Looking ahead, we can expect copyright guidelines for AI to become more specific and for detection technologies like watermarking to improve. We’ll also likely see more international cooperation to harmonize these standards.

πŸ’‘ Practical Tips for Designers

  1. Meticulously Document Your Creative Process: Save screenshots, screen recordings, and notes on your prompt development to create a paper trail proving your ‘human contribution.’
  2. Use AI as a Tool, Not a Replacement: Leverage AI for brainstorming or creating initial drafts, but always infuse the final product with your own creativity.
  3. Be Transparent: Be open with clients and the public about how you use AI tools to build trust and manage expectations.
  4. Stay Informed: Keep an eye on legal changes, court rulings, and industry guidelines in your country to minimize your legal risks.

Key Takeaways on AI Design Copyright

Core Principle: All legal frameworks require ‘human creative intervention.’
Key Differences: The U.S. tends to focus on whether the result has been “sufficiently modified,” Europe emphasizes the “creative choices” made in the process, while Korea places weight on the “additional work” applied to the outcome.
Best Practice:
When using AI, document your entire process from planning to final edits!
Future Tech: AI watermarking is emerging as a key technology for content transparency.
Use these tips to create smarter with AI!

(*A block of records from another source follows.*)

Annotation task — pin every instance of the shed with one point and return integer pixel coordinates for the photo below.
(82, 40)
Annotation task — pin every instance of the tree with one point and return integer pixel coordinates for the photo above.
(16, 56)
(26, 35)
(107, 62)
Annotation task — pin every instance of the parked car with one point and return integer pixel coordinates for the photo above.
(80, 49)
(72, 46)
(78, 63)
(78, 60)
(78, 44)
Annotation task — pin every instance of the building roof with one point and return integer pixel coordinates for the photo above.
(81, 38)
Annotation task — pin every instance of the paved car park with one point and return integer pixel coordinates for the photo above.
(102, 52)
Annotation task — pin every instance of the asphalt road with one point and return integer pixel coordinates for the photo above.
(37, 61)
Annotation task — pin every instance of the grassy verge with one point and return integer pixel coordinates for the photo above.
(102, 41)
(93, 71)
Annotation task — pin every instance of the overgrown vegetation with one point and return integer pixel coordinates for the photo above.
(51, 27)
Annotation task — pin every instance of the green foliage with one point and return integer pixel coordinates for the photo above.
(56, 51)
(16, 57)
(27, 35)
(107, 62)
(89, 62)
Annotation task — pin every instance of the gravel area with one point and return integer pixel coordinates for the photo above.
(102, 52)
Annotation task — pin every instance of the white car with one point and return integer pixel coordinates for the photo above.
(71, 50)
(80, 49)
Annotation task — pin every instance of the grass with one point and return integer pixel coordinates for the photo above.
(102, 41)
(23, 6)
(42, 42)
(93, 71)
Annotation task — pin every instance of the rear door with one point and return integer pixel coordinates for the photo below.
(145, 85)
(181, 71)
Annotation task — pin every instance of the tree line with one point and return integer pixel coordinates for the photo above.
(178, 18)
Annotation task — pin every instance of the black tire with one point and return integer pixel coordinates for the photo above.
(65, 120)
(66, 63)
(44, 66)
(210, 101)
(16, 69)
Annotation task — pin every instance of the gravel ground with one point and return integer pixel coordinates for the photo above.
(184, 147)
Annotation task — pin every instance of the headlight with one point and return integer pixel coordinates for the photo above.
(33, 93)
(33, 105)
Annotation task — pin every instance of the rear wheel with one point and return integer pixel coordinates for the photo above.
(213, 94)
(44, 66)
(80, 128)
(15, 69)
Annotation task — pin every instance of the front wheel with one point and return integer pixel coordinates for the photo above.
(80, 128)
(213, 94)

🎬 Final Thoughts: Becoming a Wise Creator in the AI Era

AI has become a powerful partner in our creative endeavors. But it’s crucial to remember that technology is just a tool—the true author is still human.

The common thread across all countries is the emphasis on ‘human creative intervention.’ Infuse your unique ideas and sensibilities into AI-generated outputs. That’s what transforms a machine’s product into a genuinely creative work that can be protected by copyright.

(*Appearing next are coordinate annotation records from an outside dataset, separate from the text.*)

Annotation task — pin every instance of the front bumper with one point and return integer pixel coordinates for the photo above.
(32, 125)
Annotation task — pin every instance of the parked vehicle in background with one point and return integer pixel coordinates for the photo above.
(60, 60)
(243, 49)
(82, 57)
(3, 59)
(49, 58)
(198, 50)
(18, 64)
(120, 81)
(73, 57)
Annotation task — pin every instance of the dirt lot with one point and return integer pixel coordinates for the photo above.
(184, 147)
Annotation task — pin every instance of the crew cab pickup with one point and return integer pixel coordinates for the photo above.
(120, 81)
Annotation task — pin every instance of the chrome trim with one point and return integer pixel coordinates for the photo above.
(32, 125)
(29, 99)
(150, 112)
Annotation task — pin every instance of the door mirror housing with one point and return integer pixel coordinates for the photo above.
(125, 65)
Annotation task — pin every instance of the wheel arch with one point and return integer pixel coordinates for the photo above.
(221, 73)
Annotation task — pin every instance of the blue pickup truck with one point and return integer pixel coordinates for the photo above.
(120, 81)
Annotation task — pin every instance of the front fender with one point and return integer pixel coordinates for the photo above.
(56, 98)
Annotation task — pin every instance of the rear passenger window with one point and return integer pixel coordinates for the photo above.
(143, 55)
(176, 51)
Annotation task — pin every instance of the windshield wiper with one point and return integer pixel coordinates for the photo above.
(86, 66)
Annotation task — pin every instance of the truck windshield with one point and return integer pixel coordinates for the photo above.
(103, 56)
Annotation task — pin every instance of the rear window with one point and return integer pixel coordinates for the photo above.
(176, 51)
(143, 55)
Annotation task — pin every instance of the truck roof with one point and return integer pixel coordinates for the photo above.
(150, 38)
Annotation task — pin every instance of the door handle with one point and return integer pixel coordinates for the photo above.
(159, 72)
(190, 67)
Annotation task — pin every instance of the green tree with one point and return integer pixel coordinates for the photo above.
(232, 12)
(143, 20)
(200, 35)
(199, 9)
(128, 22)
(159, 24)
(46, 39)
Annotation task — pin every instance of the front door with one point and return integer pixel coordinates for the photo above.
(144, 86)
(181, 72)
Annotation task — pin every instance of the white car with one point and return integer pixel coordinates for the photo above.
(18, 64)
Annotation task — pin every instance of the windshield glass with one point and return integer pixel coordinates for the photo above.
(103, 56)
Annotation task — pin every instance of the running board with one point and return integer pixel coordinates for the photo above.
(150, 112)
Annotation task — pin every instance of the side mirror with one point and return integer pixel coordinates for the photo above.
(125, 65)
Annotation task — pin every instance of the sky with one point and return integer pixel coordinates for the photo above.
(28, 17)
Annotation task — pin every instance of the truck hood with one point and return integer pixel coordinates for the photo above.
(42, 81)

AI technology will continue to evolve, and the laws governing it will become more refined. But one thing won’t change: a creator’s imagination and expression are their most valuable assets. Remember, AI isn’t here to replace your creativity—it’s here to amplify it! ✨

 

Frequently Asked Questions

Q: If I edit an AI image in the U.S., is it automatically copyrighted?
A: Not necessarily. U.S. courts look for a significant level of creative modification that adds new expression or meaning—enough to qualify as ‘transformative use.’ Simple changes like adjusting colors or cropping might not be enough.
Q: What does the ‘AOIC’ standard in Europe really mean?
A: It stands for ‘Author’s Own Intellectual Creation’ and focuses on whether the author was able to make ‘free and creative choices.’ This means the final work can’t be something automatically determined by technical constraints; it must reflect the author’s personal touch and choices to be copyrightable.
Q: How can I get an AI output recognized as a ‘compilation’ in South Korea?
A: You need to do more than just collect AI-generated outputs. There must be creativity in the ‘selection, arrangement, or composition’ of the materials. For example, if you curate specific AI images to tell a unique story and arrange them in a sequence that conveys a new meaning or feeling, you have a stronger case for a copyrightable compilation.

I hope this article was helpful for all you creators navigating the age of AI. If you have any questions, feel free to ask in the comments! 😊

※ Legal Notice ※
The information provided in this blog post is for general informational purposes only and is not a substitute for professional legal advice. Please consult a qualified attorney for advice on your specific legal issues.